Los viejos cabalistas lo llamaron Otz Hayaim. En él late el Corazón del Nombre Inefable. Es el Escudo cuya Armonía cubre el Silencio y la Palabra. Es el Aliento que se suspende antes y después de pronunciar ciertas palabras. Es el Aliento, sí. Es el Árbol de los Vivientes.

A partir de esta poderosa tradición, con arena volcánica y óleo sobre madera, el pintor Manuel Núñez Nava ha recuperado con arte, con amorosa sensibilidad, con inteligencia rigurosa, una galería incalculable de luz y de arcanos, una estructura incesante donde
la aparición y el desdoblamiento —la transfiguración— de letras, claves y motivos dieron lugar a la revelación de los sucesivos Escudos: Colibrí, Chamán, de la Tierra, de Gloria, de Victoria, de la Cuarta Potencia, del Sabio, del Encuentro, del Esplendor, del Movimiento, del Equilibrio, de la Flor, del Sitio, de la Templanza, de la Formación, del Rigor, de las Flechas, de los Tambores, de los Sueños, de los Valientes, de los que Esperan, de las Esencias, de las Potencias, Escudo Triple, Escudo Real, Escudo Fundamental, Escudo Fuerte, Sol y Escudo, Fortaleza y Escudo, Gran Escudo, Escudo de Vida, Escudo de Verdad, Escudo Estelar, Escudo Infinito, Escudo de la Presencia, Escudo Alrededor de Mí, Nuestro Escudo.
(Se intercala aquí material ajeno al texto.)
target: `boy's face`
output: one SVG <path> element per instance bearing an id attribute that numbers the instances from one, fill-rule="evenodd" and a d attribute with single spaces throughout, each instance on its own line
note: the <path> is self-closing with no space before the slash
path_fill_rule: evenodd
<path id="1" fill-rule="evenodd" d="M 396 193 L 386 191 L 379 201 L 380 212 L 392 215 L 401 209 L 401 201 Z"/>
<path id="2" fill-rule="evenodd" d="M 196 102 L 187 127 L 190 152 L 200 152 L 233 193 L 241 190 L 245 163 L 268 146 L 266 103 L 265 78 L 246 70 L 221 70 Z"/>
Cada una de las cuarenta entregas de esta Tribu Perdida y Reencontrada se propone conservar, sugerir, cifrar y descifrar lo Inefable. Es un encuentro de vidas que prosiguen su camino a través de una misma conciencia. Fueron necesarios años de trabajo paciente y silencioso y de recomposiciones de mínimos y esenciales detalles. La Tradición y la Ciencia rebasan aquí cualquier tentación vanguardista, cualquier precipitación por considerar el Arte de una manera limitada.

La riqueza de estos Escudos va y viene como en una regocijante celebración o en una danza, como en una mágica congregación. Los Cuatro Mundos del Árbol de la Vida despliegan su deslumbrante cromatismo, su belleza y complejidad. Cada escala y sus minuciosos rayos de luz visten el Diagrama Sagrado, pero aspiran a más, son más. Se extienden y concentran en una representación de lo Absoluto. La sorpresa aparece en un color, en una pirámide, en una sombra o en una piedra traslúcida. Surgen como un presentimiento, como una intuición, como un rastro del pasado o como una cavilación que nace del futuro.

En cada uno de estos Escudos concurren secretos de Todos los Mundos. Integración, voluntad, mente, emoción, materialización, se revelan con su forma múltiple y casi sonora, con ecos de Maurits Cornelis Escher, Rufino Tamayo y Carlos Mérida. Son lacas purépechas, vasijas de alquimistas incas, misteriosas cajas de Olinalá, iconografías celtas, monumentales enigmas olmecas, insectos sagrados mayas, pectorales y tocados de Mesoamérica, equipales maravillosos, sellos mesopotámicos y egipcios, insólitos juguetes que son colonias espaciales, jeroglíficos del Universo y del Alma. Son un encuentro puntual de tiempos más allá del tiempo, de Tradiciones, de Geometrías, de la móvil luminosidad que se aprecia en las calaveras de cristal de las viejas culturas de este continente.

Este es el arduo, luminoso e inacabable camino que nos ha revelado el trabajo de Manuel Núñez Nava, pintor mexicano del Tercer Milenio.